Part of that misconception, on the NASCAR side, has been the lack of road course races in the series he has driven in. When he ran the Truck Series, between 2002-2008, there were no road course races. He went to the Nationwide Series in 2009 and 2010 where there were five races on road courses. He had so-so results at Montreal and Watkins Glen each year; but in 2010, he finished 3rd at Road America.
“I won the Rolex 24-hour race (2011 at Daytona) a few years ago with the TRG guys. I’ve been good at it and always enjoyed it. It’s really an art that I like a lot. At Road America, we drove the #21 car for Richard Childress Racing and all four teams had the same problem that weekend, we could never just get over that hump of what was wrong with all of them. We had mediocre days, so we could never show what we had. Here we’ve fixed that problem and we’re going to be fast,” explained Gaughan.

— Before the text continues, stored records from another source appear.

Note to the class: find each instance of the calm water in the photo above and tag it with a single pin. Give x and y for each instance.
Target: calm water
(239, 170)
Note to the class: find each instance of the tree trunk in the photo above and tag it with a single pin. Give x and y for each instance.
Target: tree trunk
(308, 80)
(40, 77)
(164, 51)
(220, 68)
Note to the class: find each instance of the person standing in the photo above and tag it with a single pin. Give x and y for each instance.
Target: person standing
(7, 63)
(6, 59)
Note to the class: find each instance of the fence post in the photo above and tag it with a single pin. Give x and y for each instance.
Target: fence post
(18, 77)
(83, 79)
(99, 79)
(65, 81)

This weekend Gaughan will be driving the #33 South Point Casino Chevrolet, which has had a handful of different drivers race it this year, but there’s been one common denominator. No matter who’s been in the car, they have been fast.

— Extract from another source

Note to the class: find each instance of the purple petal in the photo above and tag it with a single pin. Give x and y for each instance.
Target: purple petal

“We came here to win the race. Ernie Cope (crew chief) and that 33 car have had a lot of drivers in there this year and he’s chomping at the bit right now. He’s had a few races he could have won and I hope I live up to his expectations and get the win,” said Gaughan.
The key to getting that victory will be fast and consistent laps on the 2.45 mile track. While most drivers point to turn one as the most critical for a fast lap, that’s not the case in Gaughan’s observations of the Sprint Cup races. Changes in the track have also pushed the envelope in what he can do behind the wheel.

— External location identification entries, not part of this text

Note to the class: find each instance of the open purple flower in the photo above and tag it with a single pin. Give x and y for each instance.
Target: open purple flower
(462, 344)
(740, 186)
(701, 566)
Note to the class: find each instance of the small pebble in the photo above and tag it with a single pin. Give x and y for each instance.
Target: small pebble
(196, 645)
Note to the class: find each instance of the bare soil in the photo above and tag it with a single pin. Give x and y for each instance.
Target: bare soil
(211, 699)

“I think Marcos Ambrose proved to everybody that the bus stop (aka inner loop) is more important than they realize. He kills people through that bus stop, it’s fun to watch him do it. Here the main thing is if you wanted a decent finish, you used to say ‘don’t go off the track.’ That was when we had pea gravel traps, which was more in a road racer’s favor because there were penalties for screwing up (getting stuck in the pea gravel). Now the penalties aren’t as big. Turn one has all that run out (paved area) that you can go to, in turn 10 has one too. So the old statement of keeping all four tires on the pavement is still the most important adage; you go off, and can screw things up, but you can be more aggressive now because you can push those areas without much penalty,” commented Gaughan.
Like most drivers who have been asked this weekend, count Gaughan among the many who would like to see Watkins Glen utilize what is called “The Boot.” It’s a section of track in the shape of a boot that has only been used for IndyCar races and a few other events. For NASCAR they use the “short course” which means they skip over that section of track.
“Absolutely I’d love to run the boot here. It bums me out that we don’t. I think Sears Point, and I’ll get flack for this, is the most boring road course in the world because they don’t run their carousel. They did it (reconfigure the layout for the NASCAR race) for NASCAR drivers and now you look there is no advantage to being a road ringer at Sears Point. I think Watkins Glen is tough enough that the road ringers still have a shot, but you add that boot and you give a road course driver a distinct advantage again. I love the boot here, it’s one of my favorite aspects of Watkins Glen and I wish we ran it. That’s why I love Road America, I love Montreal, I love us going to MoSport because we’re going back to ligament, tough, hard road races that take the extra skill to do it,” said Gaughan.
The expectations are high for Gaughan and his team and he is eager to prove them correct. The Zippo 200 can be seen live at 2 PM EST on ABC and you can see if Gaughan can get to the front a stay there.